Using technology to support the survival of language and culture
Passamaquoddy Language Portal Orientation Video
This short video orientation explains how the portal works and how it can be a window into the world view of a language.
The Passamaquoddy-Maliseet Portal (PMPortal.org) (2011) is a model online application that links a 19,000-word indigenous language dictionary with an archive of 100 subtitled videos of natural group conversation and activity. Audio archives and content-relating search functions enhance the contextualization of the data. The Ayöök Portal (ayportal.indiana.edu) (2016) made major improvements in display and efficiencies. Several other portals are now in development.
The portal addresses a number of challenges facing researchers and communities by:
giving researchers, including ethnobiologists, anthropologists, geographers, historians, and plant scientists, as well as linguists, access to dictionary-linked video recordings of activity and language and a platform for collaboration that contextualizes deep understanding of the knowledge and world view contained in the oral culture
presenting a new language resource for use in the community—part encyclopedia of the culture, part learning platform for language and cultural education
reconnecting the home community to younger community members living in distant diaspora localities giving them the opportunity to hear the language, see family, and remain emotionally close to their homes and life ways.

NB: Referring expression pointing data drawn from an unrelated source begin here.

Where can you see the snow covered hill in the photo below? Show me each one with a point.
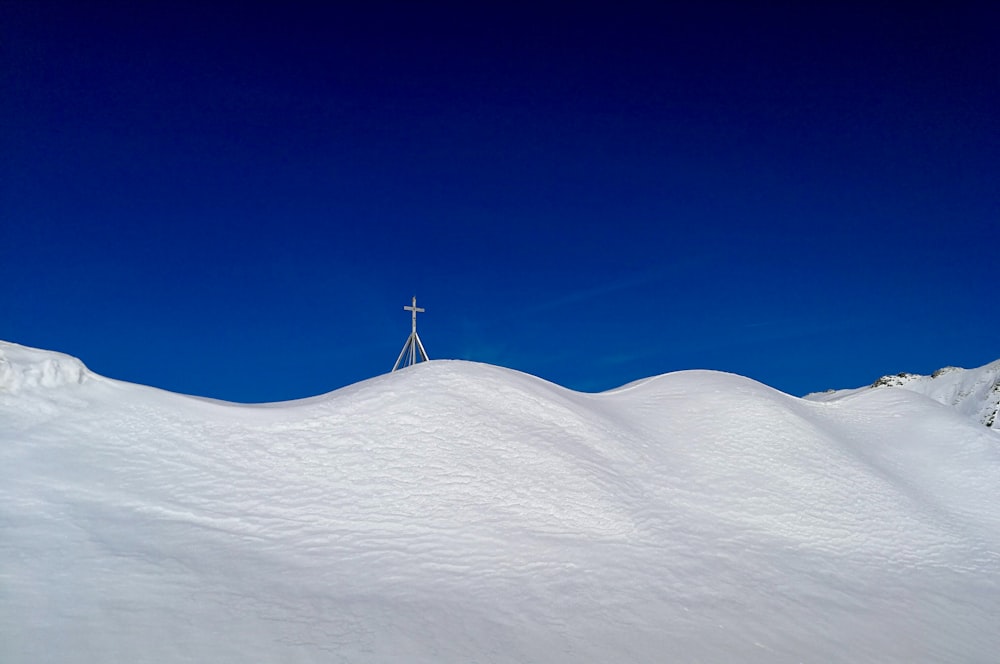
(460, 512)
(973, 392)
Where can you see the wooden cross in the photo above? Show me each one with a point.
(415, 309)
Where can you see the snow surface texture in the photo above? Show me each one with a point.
(459, 512)
(974, 392)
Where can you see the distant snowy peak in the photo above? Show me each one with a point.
(973, 392)
(23, 368)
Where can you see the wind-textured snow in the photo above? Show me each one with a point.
(460, 512)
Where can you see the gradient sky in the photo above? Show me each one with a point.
(236, 202)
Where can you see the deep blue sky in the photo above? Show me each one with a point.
(236, 202)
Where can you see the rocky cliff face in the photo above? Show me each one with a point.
(975, 392)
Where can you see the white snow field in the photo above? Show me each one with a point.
(460, 512)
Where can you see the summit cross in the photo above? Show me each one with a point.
(413, 350)
(415, 309)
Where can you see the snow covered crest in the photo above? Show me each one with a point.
(459, 512)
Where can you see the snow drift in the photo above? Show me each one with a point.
(459, 512)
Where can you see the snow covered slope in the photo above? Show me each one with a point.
(973, 392)
(459, 512)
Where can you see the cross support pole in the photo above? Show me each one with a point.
(413, 350)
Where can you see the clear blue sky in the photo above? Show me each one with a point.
(237, 202)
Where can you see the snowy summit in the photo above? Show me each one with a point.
(461, 512)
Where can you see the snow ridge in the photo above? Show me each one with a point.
(457, 512)
(973, 392)
(23, 368)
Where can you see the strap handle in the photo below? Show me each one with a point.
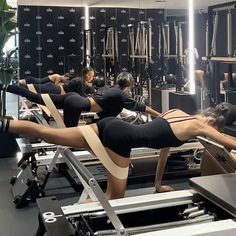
(51, 107)
(101, 153)
(44, 108)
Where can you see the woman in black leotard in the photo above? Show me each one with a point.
(172, 128)
(60, 84)
(106, 102)
(229, 112)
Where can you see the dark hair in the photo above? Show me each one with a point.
(99, 82)
(228, 110)
(86, 70)
(124, 80)
(219, 118)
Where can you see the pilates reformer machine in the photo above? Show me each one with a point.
(208, 208)
(27, 187)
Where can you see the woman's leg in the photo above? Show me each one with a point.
(49, 88)
(72, 107)
(33, 80)
(71, 137)
(116, 187)
(57, 99)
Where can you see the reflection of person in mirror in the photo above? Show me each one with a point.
(198, 74)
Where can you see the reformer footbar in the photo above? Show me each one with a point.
(88, 180)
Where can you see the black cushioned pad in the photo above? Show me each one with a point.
(230, 130)
(219, 189)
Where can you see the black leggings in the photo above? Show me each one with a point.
(46, 88)
(34, 80)
(71, 103)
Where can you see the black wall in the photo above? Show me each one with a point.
(51, 39)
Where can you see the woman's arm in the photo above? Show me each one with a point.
(151, 111)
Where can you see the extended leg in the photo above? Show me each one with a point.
(116, 187)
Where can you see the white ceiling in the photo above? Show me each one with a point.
(163, 4)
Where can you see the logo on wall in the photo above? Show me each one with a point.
(60, 17)
(39, 64)
(72, 40)
(50, 71)
(72, 10)
(61, 48)
(27, 24)
(49, 40)
(49, 10)
(26, 9)
(27, 40)
(27, 72)
(50, 56)
(38, 17)
(72, 25)
(49, 24)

integrating easily with social media, offering to younger community members a contemporary way to participate in and share cultural and linguistic information that reinforces intergenerational identity and makes the language more visible, also contributing to language revival.
A History of Innovation
Since portable video equipment became available in the late 1960s Ben Levine and collaborators have been adapting the technology to respond to community and institutional needs. Early work with community feedback addressed public health, racial and disabled discrimination issues, moving them into public awareness by adapting video to the then new technology of cable television. Later, video was adapted to microwave networks for education and rural delivery of health services. Video feedback became part of documentary production resulting in high impact documentaries.
Robert Leavitt and David Francis’s Passamaquoddy-Maliseet dictionary was one of the first online indigenous language dictionaries. It paved the way for the online Passamaquoddy-Maliseet Language Portal. We’ve adapted technology and work flow to make it possible for isolated rural communities to document and archive their own languages and cultures. And work on the Portal is diversifying to address challenges in access and archiving of linguistic and cultural data, such as the challenge of integrating long term, economical archives into the portal and the production work flow.
Access to the deep contextualization of world view available through the portals can concretely demonstrate the value of indigenous knowledge and thought, to both aid interdisciplinary research and become a bridge for understanding and mutual support.